Dr. Chris Mukiza, the executive director of the Uganda Bureau of Statistics (UBOS), has announced that all enumerators will be required to swear an oath of secrecy before a magistrate. He emphasized that individuals found in breach of this oath by disclosing information will face legal prosecution, potentially resulting in a two-year imprisonment term.

Dr. Mukiza cited the Uganda Bureau of Statistics Act, which prohibits the publication of any confidential information. He defined confidential information as personal data and assured that neither individual nor business-related information will be divulged to any entity, including the President, except under a court order.

To safeguard the confidentiality of census data, Dr. Mukiza stated that all information will be encrypted, rendering it inaccessible to unauthorized parties. Measures have also been implemented to mitigate the risk of cyberattacks during data transmission, ensuring the security of respondents’ information.

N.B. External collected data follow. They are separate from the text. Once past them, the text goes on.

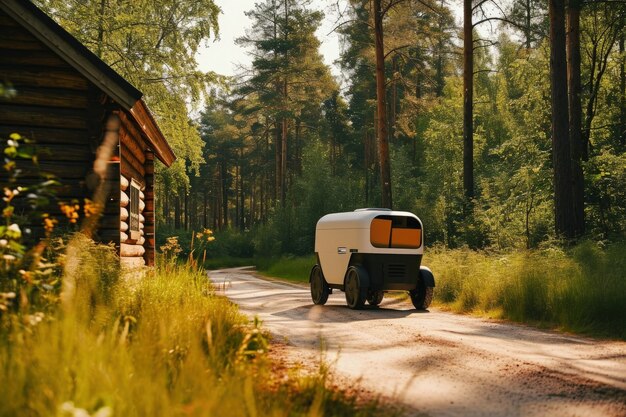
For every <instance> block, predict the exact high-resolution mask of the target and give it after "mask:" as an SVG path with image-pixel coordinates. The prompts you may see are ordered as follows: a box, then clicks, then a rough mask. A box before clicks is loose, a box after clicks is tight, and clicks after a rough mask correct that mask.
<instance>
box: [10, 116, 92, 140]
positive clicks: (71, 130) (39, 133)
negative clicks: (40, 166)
mask: <svg viewBox="0 0 626 417" xmlns="http://www.w3.org/2000/svg"><path fill="white" fill-rule="evenodd" d="M11 133H19V134H20V135H22V136H24V137H27V138H29V139H32V140H34V141H35V142H36V143H37V144H38V145H45V144H57V143H58V144H68V145H77V144H87V130H70V129H63V128H48V127H33V126H18V125H9V124H4V121H3V124H2V125H0V135H3V136H9V135H10V134H11Z"/></svg>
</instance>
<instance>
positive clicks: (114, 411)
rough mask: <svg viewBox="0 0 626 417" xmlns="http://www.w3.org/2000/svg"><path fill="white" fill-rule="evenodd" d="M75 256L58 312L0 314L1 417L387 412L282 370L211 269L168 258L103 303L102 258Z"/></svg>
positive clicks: (123, 287)
mask: <svg viewBox="0 0 626 417" xmlns="http://www.w3.org/2000/svg"><path fill="white" fill-rule="evenodd" d="M83 252H84V250H83ZM77 256H78V255H76V252H74V254H72V251H69V252H68V258H66V260H65V262H66V265H68V266H70V265H71V267H72V270H71V271H70V272H68V273H66V275H65V276H64V277H63V280H64V285H63V292H62V293H61V298H60V300H61V301H60V302H59V305H58V309H56V310H50V311H48V312H46V316H45V317H44V319H43V320H42V321H41V322H39V323H38V324H34V323H33V324H28V322H29V320H30V316H29V315H28V314H26V313H20V312H14V313H2V315H0V325H1V326H0V380H1V381H2V383H1V385H0V386H2V389H0V416H17V415H19V416H49V415H57V416H70V415H87V414H84V413H83V411H81V410H85V413H88V414H89V415H92V416H98V417H104V416H112V415H116V416H128V417H131V416H152V415H161V416H183V415H184V416H189V415H191V416H210V415H215V416H265V415H268V416H289V415H307V416H322V415H336V416H352V415H361V416H370V415H381V413H382V411H381V410H382V409H381V406H380V405H378V404H377V403H375V402H370V403H366V404H357V401H356V399H355V398H354V397H353V396H350V395H347V394H344V393H343V392H341V391H337V390H331V389H328V388H327V387H328V386H330V384H331V381H330V380H329V376H328V373H327V370H326V369H325V368H324V367H323V366H320V371H319V372H318V373H314V374H312V375H308V376H307V375H303V374H290V375H280V374H279V375H275V374H273V373H272V366H271V363H270V360H269V359H268V356H267V353H266V348H267V343H268V341H267V337H266V335H265V334H264V332H263V330H262V328H261V327H260V325H259V323H258V322H255V323H254V324H249V323H248V320H247V319H246V318H245V317H244V316H242V315H241V314H240V313H239V312H238V310H237V308H236V306H234V305H233V304H231V303H229V302H228V301H227V300H226V299H224V298H222V297H219V296H216V295H215V293H214V291H213V288H212V287H211V285H210V283H209V282H208V280H207V277H206V274H204V273H203V272H201V271H198V270H194V269H192V268H190V267H189V266H187V265H178V264H175V263H171V262H170V263H166V264H165V267H164V268H161V269H160V270H158V271H157V272H156V273H155V272H154V271H153V272H152V273H148V274H147V275H146V276H145V277H144V279H138V277H137V276H135V275H133V276H126V277H125V279H121V280H118V281H117V282H116V283H113V285H112V286H111V287H110V288H109V287H107V296H106V297H102V296H101V292H102V288H101V286H99V285H93V282H92V283H90V282H89V280H90V279H96V280H97V279H98V273H97V270H98V268H99V263H100V262H97V261H96V259H95V258H97V252H94V251H90V258H88V259H84V258H83V259H78V260H77V259H76V257H77ZM110 256H111V253H110V251H109V252H107V254H106V255H103V258H102V259H101V260H103V261H106V263H112V262H116V259H109V258H110ZM72 257H74V259H72Z"/></svg>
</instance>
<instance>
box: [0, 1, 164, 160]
mask: <svg viewBox="0 0 626 417" xmlns="http://www.w3.org/2000/svg"><path fill="white" fill-rule="evenodd" d="M0 9H2V10H3V11H4V12H5V13H7V14H8V15H9V16H10V17H11V18H13V19H14V20H15V21H17V22H18V23H19V24H20V25H21V26H23V27H24V28H25V29H26V30H28V31H29V32H30V33H32V34H33V36H35V37H36V38H37V39H38V40H39V41H41V42H42V43H43V44H44V45H46V46H47V47H49V48H50V49H51V50H52V51H53V52H54V53H56V54H57V55H59V57H61V58H62V59H63V60H64V61H66V62H67V63H68V64H69V65H71V66H72V67H73V68H74V69H75V70H76V71H78V72H79V73H80V74H82V75H83V76H84V77H85V78H87V79H88V80H89V81H90V82H92V83H93V84H94V85H95V86H96V87H98V88H99V89H100V90H101V91H102V92H104V93H105V94H107V95H108V96H109V97H110V98H111V99H112V100H114V101H115V102H116V103H117V104H118V105H120V106H121V107H122V108H123V109H124V110H126V111H127V112H128V113H129V114H130V115H131V117H132V118H133V119H134V121H135V122H136V123H137V124H138V125H139V126H140V127H141V129H142V132H143V134H144V136H145V138H146V139H147V141H148V143H149V144H150V145H151V147H152V149H153V150H154V152H155V155H156V156H157V158H159V160H160V161H161V162H163V163H164V164H165V165H166V166H170V165H171V164H172V163H173V162H174V161H175V160H176V155H174V152H173V151H172V148H171V147H170V145H169V144H168V143H167V140H166V139H165V137H164V136H163V133H162V132H161V130H160V129H159V126H158V125H157V123H156V121H155V120H154V117H153V116H152V114H151V113H150V111H149V110H148V106H147V105H146V103H145V102H144V101H143V100H142V99H141V97H142V96H143V93H142V92H141V91H139V90H138V89H137V88H135V87H134V86H133V85H132V84H130V83H129V82H128V81H126V80H125V79H124V78H123V77H122V76H121V75H120V74H118V73H117V72H116V71H115V70H113V69H112V68H111V67H109V66H108V65H107V64H106V63H104V61H102V60H101V59H100V58H98V57H97V56H96V55H95V54H94V53H93V52H91V51H90V50H89V49H88V48H87V47H86V46H85V45H83V44H82V43H81V42H79V41H78V40H77V39H76V38H75V37H74V36H72V35H71V34H70V33H69V32H67V31H66V30H65V29H63V28H62V27H61V26H59V25H58V24H57V23H56V22H55V21H54V20H52V18H50V17H49V16H48V15H47V14H46V13H44V12H43V11H42V10H40V9H39V8H38V7H37V6H35V5H34V4H32V3H31V2H30V1H24V0H0Z"/></svg>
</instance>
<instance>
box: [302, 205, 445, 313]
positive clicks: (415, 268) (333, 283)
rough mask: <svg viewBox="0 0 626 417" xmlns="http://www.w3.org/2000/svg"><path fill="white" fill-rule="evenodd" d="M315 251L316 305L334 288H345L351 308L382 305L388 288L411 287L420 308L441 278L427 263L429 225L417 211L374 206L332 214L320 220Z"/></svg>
mask: <svg viewBox="0 0 626 417" xmlns="http://www.w3.org/2000/svg"><path fill="white" fill-rule="evenodd" d="M315 253H316V255H317V264H316V265H315V266H314V267H313V269H312V270H311V275H310V276H309V282H310V285H311V298H312V299H313V303H314V304H318V305H323V304H325V303H326V301H327V300H328V296H329V294H331V293H332V291H333V289H338V290H341V291H343V292H345V295H346V303H347V304H348V307H350V308H351V309H360V308H363V306H364V305H365V301H367V303H368V304H369V305H372V306H377V305H379V304H380V303H381V301H382V299H383V295H384V293H385V292H388V291H408V293H409V295H410V297H411V301H412V302H413V305H414V306H415V308H416V309H418V310H426V309H427V308H428V306H429V305H430V303H431V301H432V298H433V289H434V287H435V278H434V276H433V274H432V272H431V271H430V269H428V268H426V267H425V266H421V261H422V254H423V253H424V242H423V227H422V222H421V221H420V219H419V218H418V217H417V216H416V215H414V214H412V213H409V212H406V211H392V210H389V209H371V208H368V209H358V210H355V211H353V212H346V213H333V214H327V215H326V216H324V217H322V218H321V219H319V221H318V222H317V226H316V229H315Z"/></svg>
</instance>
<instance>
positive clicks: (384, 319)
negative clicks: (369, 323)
mask: <svg viewBox="0 0 626 417" xmlns="http://www.w3.org/2000/svg"><path fill="white" fill-rule="evenodd" d="M427 313H428V310H426V311H418V310H397V309H391V308H386V307H373V306H364V307H363V309H362V310H351V309H350V308H348V306H342V305H325V306H316V305H315V304H309V305H305V306H299V307H294V308H291V309H287V310H282V311H279V312H276V313H272V315H273V316H278V317H288V318H291V319H294V318H298V319H303V320H310V321H313V322H316V323H350V322H355V321H366V320H385V319H396V318H397V319H400V318H404V317H408V316H410V315H412V314H427Z"/></svg>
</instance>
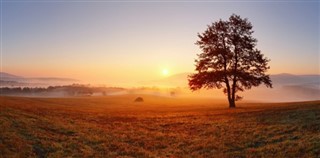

During a consultation meeting with over 500 religious leaders, Dr. Mukiza reiterated that census information will not be shared with the tax authority for taxation purposes. He clarified that the census aims to provide aggregate statistics and not individual-level data, such as religious affiliation.

The upcoming national census, scheduled to commence on May 9, is pivotal for obtaining accurate demographic data essential for informed planning and decision-making. Uganda’s population, which has been steadily increasing since the inaugural census in 1948, was estimated at 46 million as of last December, underscoring the significance of this comprehensive data collection effort.